4. New Accounting Pronouncements

   
     On January 1, 1996, the Company adopted Statement of Financial Accounting
Standard ("SFAS") No. 123, "Accounting for Stock-Based Compensation." SFAS No.
123 encourages the adoption of a new fair value-based accounting method for
employee stock-based compensation plans and applies to all arrangements whereby
an employee receives stock or other equity instruments of an employer based on
the
    


                                       6
<PAGE>   8

price of an employer's stock. These arrangements include restricted stock
options and stock appreciation rights. SFAS No. 123 also permits the retention
of the Company's current method of accounting for these plans under Accounting
Principles Board Opinion No. 25. The Company will continue its current method of
accounting for stock-based compensation and therefore, pro forma disclosures in
footnotes will be provided on an annual basis. The adoption of SFAS No. 123 had
no impact on the Company's results of operations or its financial condition.

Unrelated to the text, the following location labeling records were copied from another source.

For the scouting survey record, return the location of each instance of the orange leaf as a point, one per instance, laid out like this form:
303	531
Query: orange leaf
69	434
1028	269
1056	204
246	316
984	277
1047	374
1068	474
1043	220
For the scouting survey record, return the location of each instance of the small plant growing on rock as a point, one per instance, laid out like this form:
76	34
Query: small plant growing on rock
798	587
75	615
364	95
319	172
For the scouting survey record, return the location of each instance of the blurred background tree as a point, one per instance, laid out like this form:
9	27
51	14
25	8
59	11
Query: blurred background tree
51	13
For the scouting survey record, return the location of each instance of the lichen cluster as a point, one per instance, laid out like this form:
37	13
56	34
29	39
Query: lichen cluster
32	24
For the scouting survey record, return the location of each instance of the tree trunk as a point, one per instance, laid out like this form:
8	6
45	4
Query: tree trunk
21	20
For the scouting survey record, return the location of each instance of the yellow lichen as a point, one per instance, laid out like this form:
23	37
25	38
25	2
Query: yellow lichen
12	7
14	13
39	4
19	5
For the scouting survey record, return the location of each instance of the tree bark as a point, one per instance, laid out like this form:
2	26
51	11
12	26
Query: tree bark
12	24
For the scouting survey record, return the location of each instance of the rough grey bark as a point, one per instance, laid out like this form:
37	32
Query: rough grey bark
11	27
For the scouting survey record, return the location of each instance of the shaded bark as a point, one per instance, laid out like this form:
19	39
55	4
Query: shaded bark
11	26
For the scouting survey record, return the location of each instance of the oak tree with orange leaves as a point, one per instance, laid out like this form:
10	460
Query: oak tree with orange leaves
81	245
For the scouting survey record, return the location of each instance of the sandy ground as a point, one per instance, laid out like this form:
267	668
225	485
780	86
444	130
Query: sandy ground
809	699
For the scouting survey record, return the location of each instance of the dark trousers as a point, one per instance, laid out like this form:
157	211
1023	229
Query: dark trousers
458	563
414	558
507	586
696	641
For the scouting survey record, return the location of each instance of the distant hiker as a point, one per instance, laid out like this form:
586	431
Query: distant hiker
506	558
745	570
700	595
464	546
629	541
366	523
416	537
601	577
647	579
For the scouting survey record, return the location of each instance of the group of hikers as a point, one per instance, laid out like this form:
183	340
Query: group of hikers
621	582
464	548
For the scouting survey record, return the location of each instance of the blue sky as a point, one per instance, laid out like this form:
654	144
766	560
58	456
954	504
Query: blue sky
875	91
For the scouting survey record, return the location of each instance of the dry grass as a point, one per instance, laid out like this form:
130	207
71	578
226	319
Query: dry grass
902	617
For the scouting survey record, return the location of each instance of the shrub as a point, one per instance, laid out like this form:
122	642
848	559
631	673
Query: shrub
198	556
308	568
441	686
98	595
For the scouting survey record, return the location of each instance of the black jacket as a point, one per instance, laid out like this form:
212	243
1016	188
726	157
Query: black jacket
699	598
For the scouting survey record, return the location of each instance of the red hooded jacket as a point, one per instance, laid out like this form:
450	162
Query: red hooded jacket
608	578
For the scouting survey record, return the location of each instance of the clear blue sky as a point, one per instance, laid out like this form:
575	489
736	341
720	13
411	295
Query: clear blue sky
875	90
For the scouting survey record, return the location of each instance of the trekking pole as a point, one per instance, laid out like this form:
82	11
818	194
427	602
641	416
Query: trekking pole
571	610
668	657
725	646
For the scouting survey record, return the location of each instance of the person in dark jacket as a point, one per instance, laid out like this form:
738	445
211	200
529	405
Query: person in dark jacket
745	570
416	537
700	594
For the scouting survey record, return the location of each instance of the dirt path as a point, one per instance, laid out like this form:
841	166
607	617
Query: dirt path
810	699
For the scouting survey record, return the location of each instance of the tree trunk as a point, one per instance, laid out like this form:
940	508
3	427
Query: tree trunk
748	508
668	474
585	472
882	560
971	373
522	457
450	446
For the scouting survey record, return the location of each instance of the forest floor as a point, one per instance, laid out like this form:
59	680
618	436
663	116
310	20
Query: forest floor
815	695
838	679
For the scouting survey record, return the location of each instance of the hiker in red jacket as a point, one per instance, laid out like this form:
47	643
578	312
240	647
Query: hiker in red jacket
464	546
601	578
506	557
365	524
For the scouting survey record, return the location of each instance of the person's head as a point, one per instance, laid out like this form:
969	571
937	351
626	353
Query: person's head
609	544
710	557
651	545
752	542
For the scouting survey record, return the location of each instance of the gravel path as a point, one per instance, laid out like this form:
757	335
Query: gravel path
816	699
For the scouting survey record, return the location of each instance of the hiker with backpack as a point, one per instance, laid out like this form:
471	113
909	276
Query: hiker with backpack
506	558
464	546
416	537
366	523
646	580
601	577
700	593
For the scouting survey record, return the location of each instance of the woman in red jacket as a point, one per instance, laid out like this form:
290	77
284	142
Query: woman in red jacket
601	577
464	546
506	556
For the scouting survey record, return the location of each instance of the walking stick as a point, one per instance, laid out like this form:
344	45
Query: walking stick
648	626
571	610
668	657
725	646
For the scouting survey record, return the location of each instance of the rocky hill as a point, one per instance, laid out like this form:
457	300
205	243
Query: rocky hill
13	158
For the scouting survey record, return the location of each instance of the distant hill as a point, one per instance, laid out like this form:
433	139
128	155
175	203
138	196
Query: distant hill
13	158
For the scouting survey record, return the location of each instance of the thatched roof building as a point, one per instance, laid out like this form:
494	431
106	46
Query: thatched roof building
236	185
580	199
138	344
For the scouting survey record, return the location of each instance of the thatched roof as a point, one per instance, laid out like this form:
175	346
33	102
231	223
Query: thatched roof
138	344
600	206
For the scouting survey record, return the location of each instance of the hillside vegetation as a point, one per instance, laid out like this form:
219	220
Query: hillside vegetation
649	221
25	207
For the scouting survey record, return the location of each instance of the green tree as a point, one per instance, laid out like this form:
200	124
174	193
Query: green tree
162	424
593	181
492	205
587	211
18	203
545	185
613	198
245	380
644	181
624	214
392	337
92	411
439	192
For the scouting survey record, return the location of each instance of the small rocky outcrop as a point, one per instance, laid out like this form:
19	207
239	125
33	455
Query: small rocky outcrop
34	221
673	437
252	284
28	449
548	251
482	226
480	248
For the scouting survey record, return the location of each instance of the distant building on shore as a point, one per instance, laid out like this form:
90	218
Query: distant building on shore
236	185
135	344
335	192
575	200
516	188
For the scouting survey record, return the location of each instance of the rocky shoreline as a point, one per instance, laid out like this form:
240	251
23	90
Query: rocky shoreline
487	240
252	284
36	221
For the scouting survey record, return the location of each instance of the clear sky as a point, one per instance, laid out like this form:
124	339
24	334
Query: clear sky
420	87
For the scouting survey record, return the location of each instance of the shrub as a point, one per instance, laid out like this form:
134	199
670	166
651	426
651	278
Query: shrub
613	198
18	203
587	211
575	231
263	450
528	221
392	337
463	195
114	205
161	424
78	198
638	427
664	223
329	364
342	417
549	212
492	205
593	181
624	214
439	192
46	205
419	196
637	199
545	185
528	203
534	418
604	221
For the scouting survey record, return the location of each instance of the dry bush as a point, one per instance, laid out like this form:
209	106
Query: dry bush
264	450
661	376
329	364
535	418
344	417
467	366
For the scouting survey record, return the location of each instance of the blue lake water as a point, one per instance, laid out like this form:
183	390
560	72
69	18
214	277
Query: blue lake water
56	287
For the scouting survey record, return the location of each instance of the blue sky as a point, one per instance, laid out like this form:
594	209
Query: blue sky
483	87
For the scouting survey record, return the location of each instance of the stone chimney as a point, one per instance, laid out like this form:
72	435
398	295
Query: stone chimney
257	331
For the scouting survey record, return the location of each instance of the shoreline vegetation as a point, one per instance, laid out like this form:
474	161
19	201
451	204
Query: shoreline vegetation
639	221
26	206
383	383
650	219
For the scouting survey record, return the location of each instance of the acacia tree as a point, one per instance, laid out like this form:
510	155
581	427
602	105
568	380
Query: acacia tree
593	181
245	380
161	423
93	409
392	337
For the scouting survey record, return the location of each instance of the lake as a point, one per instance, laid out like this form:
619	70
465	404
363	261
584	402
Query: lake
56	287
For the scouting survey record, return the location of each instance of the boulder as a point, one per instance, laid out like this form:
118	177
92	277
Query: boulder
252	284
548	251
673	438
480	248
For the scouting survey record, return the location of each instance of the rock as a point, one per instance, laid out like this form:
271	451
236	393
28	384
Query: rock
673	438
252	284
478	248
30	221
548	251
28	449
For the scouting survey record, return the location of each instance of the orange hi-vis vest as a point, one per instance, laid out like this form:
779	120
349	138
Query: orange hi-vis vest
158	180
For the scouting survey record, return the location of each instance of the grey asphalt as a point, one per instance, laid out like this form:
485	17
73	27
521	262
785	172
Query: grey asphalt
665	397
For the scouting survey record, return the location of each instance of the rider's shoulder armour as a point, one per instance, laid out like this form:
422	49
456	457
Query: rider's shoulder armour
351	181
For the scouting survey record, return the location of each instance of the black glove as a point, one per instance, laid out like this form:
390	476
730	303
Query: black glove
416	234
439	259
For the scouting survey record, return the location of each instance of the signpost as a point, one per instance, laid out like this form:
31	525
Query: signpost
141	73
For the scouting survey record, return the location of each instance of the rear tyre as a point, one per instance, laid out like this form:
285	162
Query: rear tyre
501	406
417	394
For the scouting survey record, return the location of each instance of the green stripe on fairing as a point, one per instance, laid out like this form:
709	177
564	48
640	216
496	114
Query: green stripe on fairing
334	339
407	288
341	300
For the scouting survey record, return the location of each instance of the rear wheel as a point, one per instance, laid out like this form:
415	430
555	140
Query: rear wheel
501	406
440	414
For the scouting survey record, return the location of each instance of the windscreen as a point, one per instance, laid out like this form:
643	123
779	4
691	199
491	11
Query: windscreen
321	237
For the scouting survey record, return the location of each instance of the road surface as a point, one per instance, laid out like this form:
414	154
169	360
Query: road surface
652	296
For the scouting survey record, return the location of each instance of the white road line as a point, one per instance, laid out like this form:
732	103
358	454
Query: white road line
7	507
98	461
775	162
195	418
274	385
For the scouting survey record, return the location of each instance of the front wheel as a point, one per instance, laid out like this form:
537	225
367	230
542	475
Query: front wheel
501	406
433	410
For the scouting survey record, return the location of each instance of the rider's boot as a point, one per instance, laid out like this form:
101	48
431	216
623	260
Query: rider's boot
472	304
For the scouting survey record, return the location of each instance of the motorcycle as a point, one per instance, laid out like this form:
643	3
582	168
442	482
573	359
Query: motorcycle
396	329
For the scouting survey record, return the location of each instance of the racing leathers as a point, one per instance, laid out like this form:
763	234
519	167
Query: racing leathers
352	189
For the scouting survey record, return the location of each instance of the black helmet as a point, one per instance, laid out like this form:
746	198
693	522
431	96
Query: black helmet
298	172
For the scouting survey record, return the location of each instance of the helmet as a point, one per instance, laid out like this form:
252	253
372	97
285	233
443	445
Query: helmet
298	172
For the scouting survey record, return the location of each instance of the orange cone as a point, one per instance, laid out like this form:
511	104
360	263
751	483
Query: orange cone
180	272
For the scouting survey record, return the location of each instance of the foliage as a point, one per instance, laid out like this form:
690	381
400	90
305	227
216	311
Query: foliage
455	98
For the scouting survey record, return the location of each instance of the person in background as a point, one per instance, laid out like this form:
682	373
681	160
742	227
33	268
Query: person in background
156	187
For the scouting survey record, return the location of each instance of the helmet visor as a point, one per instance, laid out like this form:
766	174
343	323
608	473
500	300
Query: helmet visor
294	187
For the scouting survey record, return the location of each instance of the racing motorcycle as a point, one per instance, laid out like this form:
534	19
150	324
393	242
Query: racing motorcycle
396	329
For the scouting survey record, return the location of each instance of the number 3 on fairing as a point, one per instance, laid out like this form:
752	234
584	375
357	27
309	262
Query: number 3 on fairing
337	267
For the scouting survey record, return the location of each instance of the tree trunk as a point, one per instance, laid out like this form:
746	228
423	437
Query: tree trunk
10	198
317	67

     In June 1996, the Financial Accounting Standards Board issued SFAS No. 125,
"Accounting for Transfers and Servicing of Financial Assets and Extinguishments
of Liabilities" which provides accounting and reporting standards for transfers
and servicing of financial assets and extinguishments of liabilities based on
consistent application of a financial components approach that focuses on
control. SFAS No. 125 distinguishes transfers of financial assets that are sales
from transfers that are secured borrowings. SFAS No. 125 is effective for
transfers and servicing of financial assets and extinguishment of liabilities
occurring after December 31, 1996 and is to be applied prospectively. The
Company has not completed its analysis of this statement.

5. Earnings Per Share

     Primary earnings per share are based on the net earnings applicable to
Common Stock divided by the weighted average number of Common Stock and Common
Stock equivalents outstanding during the period, after giving effect to a 100%
stock dividend effected in September 1995 and a 100% stock dividend effected in
July 1996. Fully diluted earnings per share are based on the net earnings
applicable to Common Stock adjusted for the after-tax interest expense on the
Convertible Debentures (as defined below), divided by the weighted average
number of Common Stock and Common Stock equivalents outstanding during the
period increased by the assumed conversion of the Convertible Debentures into
shares of Common Stock.

6. Convertible Debentures

     In May 1996, the Company issued $143.8 million of 6% Convertible
Subordinated Debentures due 2006 (the "Convertible Debentures"), convertible at
any time prior to redemption or maturity, at the holder's option, into shares of
the Company's Common Stock at a conversion price of $26.25, subject to
adjustment. The Convertible Debentures may be redeemed, at the option of the
Company, in whole or in part, at any time after May 15, 1999 at predetermined
redemption prices together with accrued and unpaid interest to the date fixed
for redemption. Interest at 6% per annum, is payable semi-annually on each May 1
and November 1. The terms of the indenture governing the Convertible Debentures
do not limit the incurrence of additional indebtedness by the Company, nor do
they limit the Company's ability to make payments such as dividends.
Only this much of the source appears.